A raw chicken wing would be ideal.

Long term the minced chk/turkey wouldnt be complete for a cat as they need some bone content in there along with other stuff like offal and such,the place called natural instincts sell minced food which are complete.

For now though a peice of chicken or chk wing would be ok for her as getting something into her is the most important thing as young kittens can quickly go downhill especially if not drinking.


----------



## kodakkuki (Aug 8, 2011)

thanks, that what i was hoping!
the reason i don't have the dogs on complete raw is lack of freezer space, but once that is sorted dogs and cat will be on raw


----------



## we love bsh's (Mar 28, 2011)

kodakkuki said:


> thanks, that what i was hoping!
> the reason i don't have the dogs on complete raw is lack of freezer space, but once that is sorted dogs and cat will be on raw


 also cat and dog raw is different.

Freezer space tell me about it we have 3 draws and 2 are filled with the cat food lol.


----------



## spotty cats (Jul 24, 2012)

It's not unusual to not toilet and slightly go off food while settling in, she's going to be very stressed having your dogs around her crate, can you put her in a separate room?

Try tinned tuna or sardines, along with chicken or turkey mince to get her appetite going.


----------



## kodakkuki (Aug 8, 2011)

spotty cats said:


> It's not unusual to not toilet and slightly go off food while settling in, she's going to be very stressed having your dogs around her crate, can you put her in a separate room?
> 
> Try tinned tuna or sardines, along with chicken or turkey mince to get her appetite going.


she's spending 99% of her time away from the dogs- i introduced them this morning ust to show her what the smells were (and she was wrapped up down my top until she stuck her butt in the air!)

she better appreciate this when shes older! lol as if a CAT would ever appreciate something a slave does- she better not grow to expect it!!


----------



## spotty cats (Jul 24, 2012)

Oh that's good, when you mentioned the crate and dog noses it sounded like they were together.
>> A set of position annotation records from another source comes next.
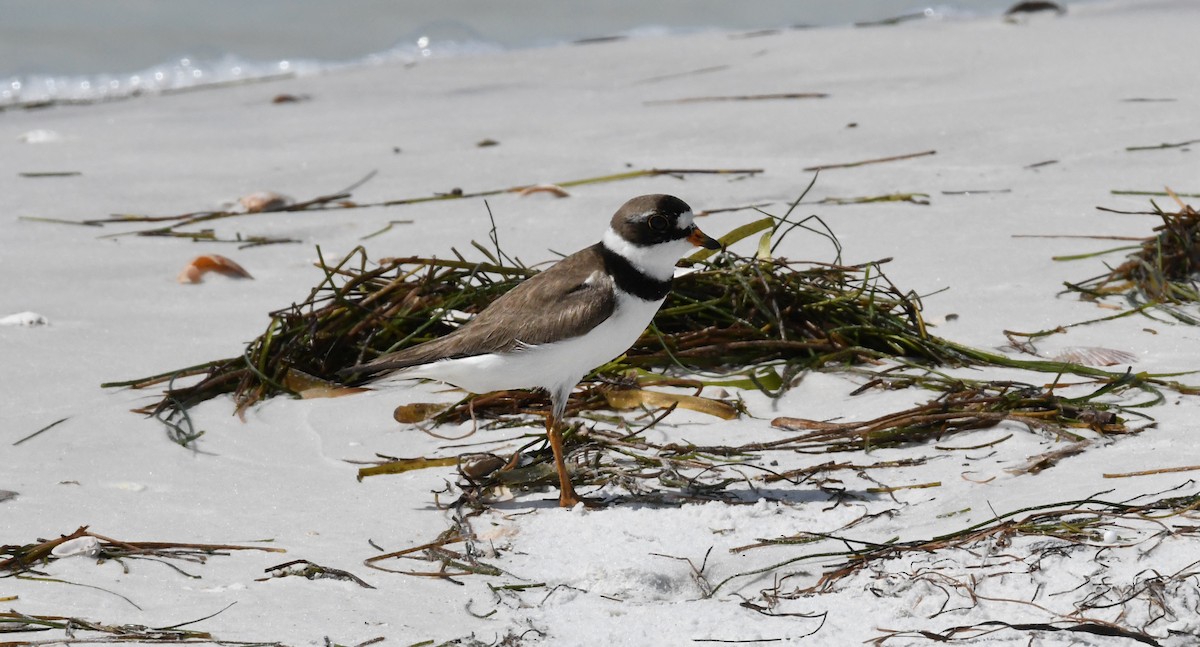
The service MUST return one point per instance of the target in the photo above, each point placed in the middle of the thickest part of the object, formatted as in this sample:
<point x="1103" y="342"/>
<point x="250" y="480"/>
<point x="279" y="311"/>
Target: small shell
<point x="552" y="189"/>
<point x="195" y="270"/>
<point x="88" y="546"/>
<point x="264" y="201"/>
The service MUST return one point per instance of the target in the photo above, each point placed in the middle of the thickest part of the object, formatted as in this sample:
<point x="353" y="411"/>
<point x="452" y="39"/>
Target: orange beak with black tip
<point x="701" y="239"/>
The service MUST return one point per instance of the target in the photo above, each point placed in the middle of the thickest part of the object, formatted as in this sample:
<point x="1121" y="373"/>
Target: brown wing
<point x="567" y="300"/>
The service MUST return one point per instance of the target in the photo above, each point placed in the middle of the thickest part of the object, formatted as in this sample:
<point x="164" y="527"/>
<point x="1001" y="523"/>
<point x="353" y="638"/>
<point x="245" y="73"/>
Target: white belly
<point x="556" y="367"/>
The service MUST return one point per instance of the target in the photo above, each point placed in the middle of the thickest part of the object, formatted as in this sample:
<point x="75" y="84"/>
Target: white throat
<point x="654" y="261"/>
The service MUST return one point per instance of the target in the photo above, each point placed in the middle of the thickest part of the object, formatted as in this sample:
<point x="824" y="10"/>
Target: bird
<point x="550" y="330"/>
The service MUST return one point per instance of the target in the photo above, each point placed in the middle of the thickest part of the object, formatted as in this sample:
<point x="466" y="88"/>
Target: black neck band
<point x="631" y="280"/>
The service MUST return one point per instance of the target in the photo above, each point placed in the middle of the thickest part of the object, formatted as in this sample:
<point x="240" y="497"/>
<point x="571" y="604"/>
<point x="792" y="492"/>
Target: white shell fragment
<point x="24" y="318"/>
<point x="264" y="201"/>
<point x="87" y="546"/>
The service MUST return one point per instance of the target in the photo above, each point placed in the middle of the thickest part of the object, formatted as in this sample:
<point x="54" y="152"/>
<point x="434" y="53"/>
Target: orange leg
<point x="567" y="497"/>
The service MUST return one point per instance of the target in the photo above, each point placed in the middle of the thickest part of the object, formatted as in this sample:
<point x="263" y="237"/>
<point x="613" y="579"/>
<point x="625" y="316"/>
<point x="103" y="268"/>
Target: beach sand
<point x="1030" y="124"/>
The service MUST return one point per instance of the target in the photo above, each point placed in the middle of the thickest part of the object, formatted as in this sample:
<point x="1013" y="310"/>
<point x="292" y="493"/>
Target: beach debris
<point x="24" y="318"/>
<point x="40" y="136"/>
<point x="903" y="18"/>
<point x="552" y="189"/>
<point x="1162" y="274"/>
<point x="756" y="322"/>
<point x="39" y="432"/>
<point x="304" y="568"/>
<point x="875" y="161"/>
<point x="264" y="201"/>
<point x="1165" y="145"/>
<point x="418" y="412"/>
<point x="1036" y="6"/>
<point x="85" y="545"/>
<point x="913" y="198"/>
<point x="16" y="559"/>
<point x="399" y="466"/>
<point x="340" y="199"/>
<point x="633" y="399"/>
<point x="309" y="387"/>
<point x="195" y="271"/>
<point x="1095" y="355"/>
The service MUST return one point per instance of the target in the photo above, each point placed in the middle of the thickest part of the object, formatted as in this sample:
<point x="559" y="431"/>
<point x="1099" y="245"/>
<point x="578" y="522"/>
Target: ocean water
<point x="91" y="49"/>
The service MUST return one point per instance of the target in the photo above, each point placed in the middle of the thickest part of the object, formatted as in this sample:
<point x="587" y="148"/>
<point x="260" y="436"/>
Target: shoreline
<point x="996" y="102"/>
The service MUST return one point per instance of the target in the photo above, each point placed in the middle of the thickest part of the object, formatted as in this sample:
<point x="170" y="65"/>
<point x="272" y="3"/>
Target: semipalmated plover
<point x="550" y="330"/>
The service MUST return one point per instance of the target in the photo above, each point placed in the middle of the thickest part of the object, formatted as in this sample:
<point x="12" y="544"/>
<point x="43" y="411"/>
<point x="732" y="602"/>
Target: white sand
<point x="991" y="99"/>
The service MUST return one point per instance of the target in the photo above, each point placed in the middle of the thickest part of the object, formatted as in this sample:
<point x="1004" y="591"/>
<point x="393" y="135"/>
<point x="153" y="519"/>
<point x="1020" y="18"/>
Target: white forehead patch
<point x="685" y="220"/>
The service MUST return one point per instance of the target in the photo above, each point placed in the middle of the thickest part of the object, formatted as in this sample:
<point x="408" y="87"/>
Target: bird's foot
<point x="568" y="498"/>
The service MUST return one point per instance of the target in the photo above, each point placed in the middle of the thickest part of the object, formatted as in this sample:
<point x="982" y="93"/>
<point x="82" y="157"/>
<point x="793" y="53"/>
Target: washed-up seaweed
<point x="761" y="319"/>
<point x="1163" y="270"/>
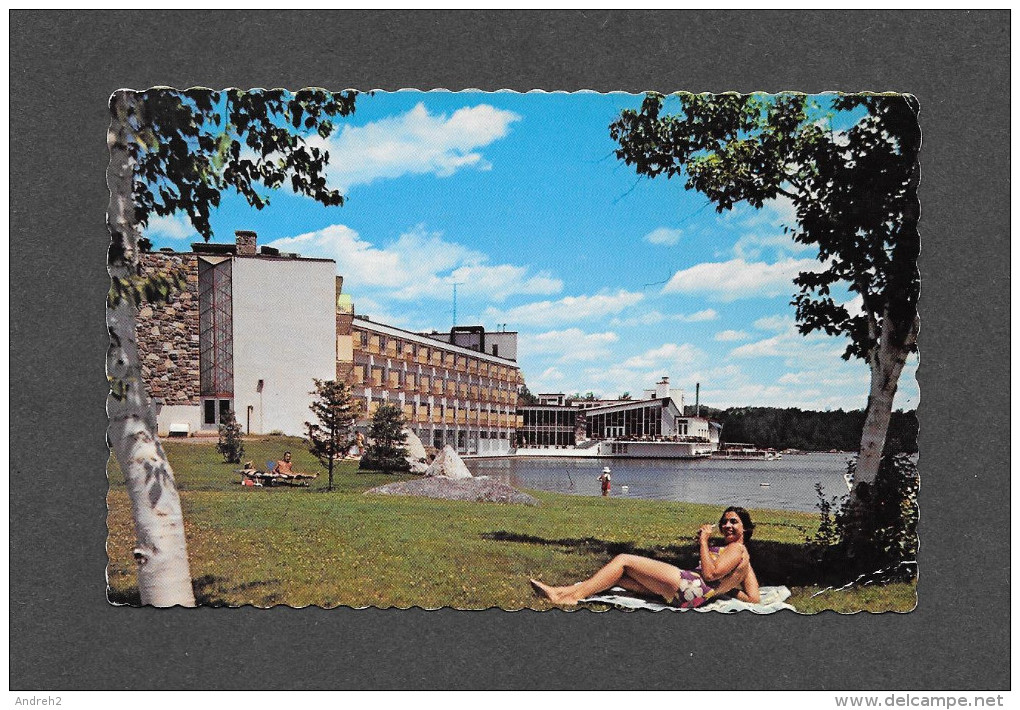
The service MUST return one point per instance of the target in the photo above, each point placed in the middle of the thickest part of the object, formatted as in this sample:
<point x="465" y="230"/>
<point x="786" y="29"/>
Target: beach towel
<point x="773" y="599"/>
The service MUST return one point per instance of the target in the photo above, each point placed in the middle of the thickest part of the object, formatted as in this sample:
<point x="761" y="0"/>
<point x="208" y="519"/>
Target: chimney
<point x="246" y="242"/>
<point x="662" y="389"/>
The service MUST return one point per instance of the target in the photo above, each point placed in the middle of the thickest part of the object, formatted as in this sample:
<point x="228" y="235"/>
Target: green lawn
<point x="306" y="546"/>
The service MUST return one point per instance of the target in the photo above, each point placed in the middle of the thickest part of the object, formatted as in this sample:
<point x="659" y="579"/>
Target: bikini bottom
<point x="694" y="591"/>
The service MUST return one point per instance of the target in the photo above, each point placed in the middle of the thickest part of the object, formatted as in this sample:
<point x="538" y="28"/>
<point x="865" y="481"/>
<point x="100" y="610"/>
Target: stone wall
<point x="167" y="336"/>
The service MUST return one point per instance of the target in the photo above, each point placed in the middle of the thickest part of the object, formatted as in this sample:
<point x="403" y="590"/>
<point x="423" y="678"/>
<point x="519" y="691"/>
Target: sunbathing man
<point x="285" y="468"/>
<point x="722" y="570"/>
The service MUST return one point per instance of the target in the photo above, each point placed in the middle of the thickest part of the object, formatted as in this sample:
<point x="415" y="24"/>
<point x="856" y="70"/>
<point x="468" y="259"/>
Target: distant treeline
<point x="769" y="427"/>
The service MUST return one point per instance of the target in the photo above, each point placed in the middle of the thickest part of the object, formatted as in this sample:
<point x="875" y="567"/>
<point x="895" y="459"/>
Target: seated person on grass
<point x="285" y="468"/>
<point x="722" y="570"/>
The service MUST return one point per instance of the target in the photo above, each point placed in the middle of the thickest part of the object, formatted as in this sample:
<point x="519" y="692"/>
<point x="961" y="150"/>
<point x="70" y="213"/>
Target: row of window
<point x="379" y="344"/>
<point x="395" y="376"/>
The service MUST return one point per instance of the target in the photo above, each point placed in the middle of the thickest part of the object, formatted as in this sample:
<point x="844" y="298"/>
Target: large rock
<point x="415" y="449"/>
<point x="448" y="465"/>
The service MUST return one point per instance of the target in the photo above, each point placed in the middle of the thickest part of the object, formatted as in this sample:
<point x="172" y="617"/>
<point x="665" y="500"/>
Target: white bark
<point x="886" y="362"/>
<point x="161" y="552"/>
Once she settled and comfortable with you, then you can intro the dogs, being a kitten she should adapt well in time.

Cats can be very appreciate too


----------



## lostbear (May 29, 2013)

Torties _are_ naughty (i've had three, and they are full of mischief) but they are also phenomenally affectionate. Lovely furry purries.

You could try her on a it of scrambled egg. My cats loved it, though I just gave it as an occasional treat.


----------



## Figaro (Jul 27, 2013)

So cute ! If you can get to a pets at home, do try the James Wellbeloved kitten pouches, they're a bit pricey but at her weight a box should last you a few days.


----------



## colliemerles (Nov 2, 2007)

_what a pretty little thing she is, how lucky for her that you took her home, well done you. Keep us posted, ( with lots of pictures, )_


----------



## Paddypaws (May 4, 2010)

OMG how cute is she? A face like a little bear.
If you are planning on moving to raw feeding for all the animals, do your self a favour and start Gracie on it now before she gets a taste for too much wet food or (perish the thought) biscuits.
they are so easily imprinted on food at this age, the older they are the harder it gets.
As for her possibly being feral....it is a possibility. I snatched Nellie from a feral/hospital colony cat and at first she was so scared and unwell that she seemed tame. Luckily she was at an age where she tamed down very quickly and became devoted to me.
Litter training wise she was no bother....despite living behind the kitchen cupboard for a week or so, and also having terrible tummy upsets, she took to a tray instantly.


----------



## chichi (Apr 22, 2012)

Oh...she is gorgeous!!! Lucky kitty to have found a lovely home with you and your little doggy family!

I am sure she will settle quickly, once she's used to all the new smells and noises


----------



## kodakkuki (Aug 8, 2011)

Well she's just gobbled up a wee bowl of tuna- an gosh she loved it! He's Very confused by the ceramic bowl though! Needless to say she's on a mad half hour- hope she curls up to digest in a wee while!


----------



## Paddypaws (May 4, 2010)

kodakkuki said:


> Well she's just gobbled up a wee bowl of tuna- an gosh she loved it! He's Very confused by the ceramic bowl though! Needless to say she's on a mad half hour- hope she curls up to digest in a wee while!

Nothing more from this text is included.